Women who develop diabetes during pregnancy are liable to have large babies, which in turn can lead to obesity in childhood - but that chain of events may be interrupted if the mother breastfeeds, researchers report.
Diabetes that develops during pregnancy is termed gestational diabetes mellitus or GDM.
"In a recent study of infants of mothers who had GDM, we demonstrated that parental obesity and excessive intrauterine growth resulting in neonatal overweight independently contribute to early childhood obesity," Dr Ute M Schaefer-Graf and colleagues explain in the medical journal Diabetes Care.
For their current study, the researchers from Vivantes Medical Centre and Charite University Medical Centre in Berlin, Germany, examined the association between breastfeeding and being overweight in early childhood in the same group of 324 children.

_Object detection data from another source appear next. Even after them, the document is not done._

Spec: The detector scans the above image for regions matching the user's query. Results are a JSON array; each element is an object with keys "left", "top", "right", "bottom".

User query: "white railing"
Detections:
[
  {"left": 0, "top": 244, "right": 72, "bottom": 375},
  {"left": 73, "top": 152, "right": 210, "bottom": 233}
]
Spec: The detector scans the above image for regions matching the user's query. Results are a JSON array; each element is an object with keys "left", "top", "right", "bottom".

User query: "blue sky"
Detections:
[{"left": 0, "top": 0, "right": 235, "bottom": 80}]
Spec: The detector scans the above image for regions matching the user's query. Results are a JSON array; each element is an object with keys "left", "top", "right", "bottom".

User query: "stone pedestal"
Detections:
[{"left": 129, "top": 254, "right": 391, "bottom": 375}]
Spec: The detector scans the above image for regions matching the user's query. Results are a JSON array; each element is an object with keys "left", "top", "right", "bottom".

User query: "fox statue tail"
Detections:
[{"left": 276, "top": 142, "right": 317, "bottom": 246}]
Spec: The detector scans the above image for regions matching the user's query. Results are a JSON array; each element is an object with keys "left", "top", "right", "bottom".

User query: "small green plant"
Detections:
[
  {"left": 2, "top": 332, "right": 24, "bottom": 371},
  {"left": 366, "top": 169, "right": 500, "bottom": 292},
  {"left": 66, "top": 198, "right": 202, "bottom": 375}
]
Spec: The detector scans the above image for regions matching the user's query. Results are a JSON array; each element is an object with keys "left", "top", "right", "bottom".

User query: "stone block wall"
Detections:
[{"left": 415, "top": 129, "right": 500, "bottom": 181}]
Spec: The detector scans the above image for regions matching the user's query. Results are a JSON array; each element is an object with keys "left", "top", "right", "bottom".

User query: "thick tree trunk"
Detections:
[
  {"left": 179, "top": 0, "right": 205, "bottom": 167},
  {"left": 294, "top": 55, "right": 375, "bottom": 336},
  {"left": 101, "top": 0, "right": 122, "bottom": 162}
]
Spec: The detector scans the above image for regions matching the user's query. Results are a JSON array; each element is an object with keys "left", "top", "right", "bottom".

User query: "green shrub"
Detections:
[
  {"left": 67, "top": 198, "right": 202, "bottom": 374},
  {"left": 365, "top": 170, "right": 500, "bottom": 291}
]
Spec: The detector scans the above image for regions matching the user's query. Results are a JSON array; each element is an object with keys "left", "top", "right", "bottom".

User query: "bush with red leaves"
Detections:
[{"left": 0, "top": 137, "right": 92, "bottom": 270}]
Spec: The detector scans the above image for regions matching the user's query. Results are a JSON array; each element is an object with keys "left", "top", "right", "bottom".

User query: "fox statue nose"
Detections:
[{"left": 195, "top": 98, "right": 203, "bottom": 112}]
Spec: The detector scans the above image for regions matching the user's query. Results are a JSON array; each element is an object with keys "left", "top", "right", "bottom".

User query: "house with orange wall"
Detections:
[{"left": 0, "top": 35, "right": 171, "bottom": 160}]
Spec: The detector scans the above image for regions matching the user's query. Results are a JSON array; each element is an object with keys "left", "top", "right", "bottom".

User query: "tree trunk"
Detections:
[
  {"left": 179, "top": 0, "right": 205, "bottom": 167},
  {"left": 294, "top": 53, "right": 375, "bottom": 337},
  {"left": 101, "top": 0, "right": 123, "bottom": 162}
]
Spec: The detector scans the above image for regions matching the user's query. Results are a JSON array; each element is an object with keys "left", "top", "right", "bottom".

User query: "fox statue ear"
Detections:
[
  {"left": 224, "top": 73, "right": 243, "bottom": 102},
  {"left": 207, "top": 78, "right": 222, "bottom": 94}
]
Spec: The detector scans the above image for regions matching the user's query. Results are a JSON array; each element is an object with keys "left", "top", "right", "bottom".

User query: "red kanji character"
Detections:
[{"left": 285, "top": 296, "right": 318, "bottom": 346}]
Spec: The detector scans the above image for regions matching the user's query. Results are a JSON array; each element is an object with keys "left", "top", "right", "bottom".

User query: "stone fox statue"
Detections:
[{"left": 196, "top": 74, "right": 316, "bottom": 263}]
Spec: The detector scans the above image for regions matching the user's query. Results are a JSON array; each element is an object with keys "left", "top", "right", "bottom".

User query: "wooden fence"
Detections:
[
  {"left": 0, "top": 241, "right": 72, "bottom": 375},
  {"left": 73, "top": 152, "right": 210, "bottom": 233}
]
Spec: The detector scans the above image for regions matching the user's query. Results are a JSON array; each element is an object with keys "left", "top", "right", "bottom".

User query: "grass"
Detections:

Women with GDM who participated in the Diabetes Prenatal Care Clinic of Vivantes Medical Centre between 1995 and 2000 were asked to return with their children when they were between 2 and 8 years of age. The mothers were also asked about patterns of breastfeeding.
Two hundred forty-one mothers (74%) reported that they breastfed their infants. Seventy-seven infants (24%) were breastfed for up to 3 months, and 164 (50%) were breastfed for more than 3 months.
Ninety-two children (28%) were overweight. The shorter the duration of breastfeeding, the higher the children's body mass index or BMI, the investigators found.
Of the children who were not breastfed, 37% were overweight; that compared with 32% of children breastfed for up to 3 months, and 22% for those breastfed longer than 3 months.
After adjusting for confounding factors, Schaefer-Graf and colleagues found that in infants who were breastfed for more than 3 months, the risk of becoming overweight in early childhood was reduced by up to 50%.
The investigators also found that women with GDM who were obese were less likely to breastfeed their infants.
These findings suggest that obese women with GDM should be
encouraged to breastfeed for 3 months or longer if possible to
reduce the risk of their kids becoming obese.